Switch if you do any of these:

  • Extract text or Markdown from .docx for ingestion / RAG / search
  • Run find-and-replace templating across thousands of docs
  • Read tables out of contracts or reports
  • Want to also process .xlsx, .pptx, or legacy formats without adding more dependencies

Stay on python-docx if you do these and aren’t ready to drop into the format-specific Rust API:

  • Build complex DOCX from scratch with custom styles and themes
  • Need python-docx extension libraries (e.g. docxcompose, python-docx-ng)

Install

pip uninstall python-docx
pip install office-oxide

The PyPI distribution is office-oxide (hyphen); the import is office_oxide (underscore).

Side-by-side cheat sheet

Plain text

python-docx

from docx import Document

doc = Document("report.docx")
text = "\n".join(p.text for p in doc.paragraphs)

office_oxide

from office_oxide import Document

with Document.open("report.docx") as doc:
    text = doc.plain_text()

One method call, includes headers and footers, and ~14× faster.

Markdown / HTML

python-docx — no built-in Markdown / HTML; you’d reach for pandoc, mammoth, or hand-roll a converter.

office_oxide

from office_oxide import Document

with Document.open("report.docx") as doc:
    md   = doc.to_markdown()
    html = doc.to_html()

Iterate paragraphs

python-docx

from docx import Document

doc = Document("report.docx")
for p in doc.paragraphs:
    print(p.style.name, p.text)

office_oxide (via the IR)

from office_oxide import Document

with Document.open("report.docx") as doc:
    ir = doc.to_ir()

for section in ir["sections"]:
    for el in section["elements"]:
        if el["kind"] == "Heading":
            print(f"H{el['level']}", el["text"])
        elif el["kind"] == "Paragraph":
            print("P", " ".join(r["text"] for r in el["runs"]))

Iterate tables

python-docx

from docx import Document

doc = Document("report.docx")
for table in doc.tables:
    for row in table.rows:
        cells = [cell.text for cell in row.cells]
        print(cells)

office_oxide

from office_oxide import Document

with Document.open("report.docx") as doc:
    ir = doc.to_ir()

for section in ir["sections"]:
    for el in section["elements"]:
        if el["kind"] == "Table":
            for row in el["rows"]:
                print(row)

Find and replace (templating)

python-docx — no first-class API; common pattern is to walk every run and rewrite text, which breaks on cross-run matches.

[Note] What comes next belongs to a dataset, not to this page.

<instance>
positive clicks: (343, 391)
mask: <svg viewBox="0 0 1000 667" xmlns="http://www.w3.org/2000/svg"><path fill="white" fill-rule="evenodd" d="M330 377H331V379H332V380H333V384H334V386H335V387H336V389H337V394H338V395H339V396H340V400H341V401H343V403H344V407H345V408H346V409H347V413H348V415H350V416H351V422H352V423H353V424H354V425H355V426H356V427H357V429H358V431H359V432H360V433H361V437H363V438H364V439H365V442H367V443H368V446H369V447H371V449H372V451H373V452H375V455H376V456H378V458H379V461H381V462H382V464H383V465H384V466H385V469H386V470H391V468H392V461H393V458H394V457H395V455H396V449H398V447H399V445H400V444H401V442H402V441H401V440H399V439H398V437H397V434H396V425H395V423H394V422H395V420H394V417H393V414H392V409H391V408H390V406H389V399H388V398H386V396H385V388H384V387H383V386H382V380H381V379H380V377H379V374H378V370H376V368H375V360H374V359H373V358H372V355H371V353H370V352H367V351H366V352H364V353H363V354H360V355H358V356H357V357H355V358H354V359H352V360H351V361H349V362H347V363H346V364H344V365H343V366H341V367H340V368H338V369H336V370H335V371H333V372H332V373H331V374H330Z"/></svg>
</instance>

Most users vendor docx-mailmerge or write fragile regex.

office_oxide

from office_oxide import EditableDocument

with EditableDocument.open("template.docx") as ed:
    n = ed.replace_text("{{client_name}}", "Acme Corp")
    print(f"{n} replacements")
    ed.save("filled.docx")

replace_text handles cross-run matches transparently and preserves all unmodified OPC parts (images, charts, styles).

Read core properties

python-docx

from docx import Document

doc = Document("report.docx")
print(doc.core_properties.author)
print(doc.core_properties.modified)

office_oxide

from office_oxide import Document

with Document.open("report.docx") as doc:
    props = doc.as_docx().core_properties()
    print(props.author)
    print(props.modified)

What office_oxide doesn’t currently expose

The unified EditableDocument covers the templating use case. For richer DOCX construction — adding paragraphs, building tables programmatically, applying named styles — drop into the format-specific module:

from office_oxide.docx import DocxBuilder

builder = DocxBuilder()
builder.add_heading("Q4 Report", level=1)
builder.add_paragraph("Revenue grew 18%.")
builder.save("report.docx")

Or generate from the IR with create_from_ir(ir, "docx", "report.docx"). See Build from IR.

Performance

Same 2,538-file corpus, single-threaded:

Library Mean p99 Pass Rate
office_oxide 0.8 ms 3.9 ms 98.9%
python-docx 11.8 ms 98 ms 95.1%

A million-document ingestion that takes python-docx 3 hours 16 minutes finishes in 14 minutes with office_oxide on the same hardware.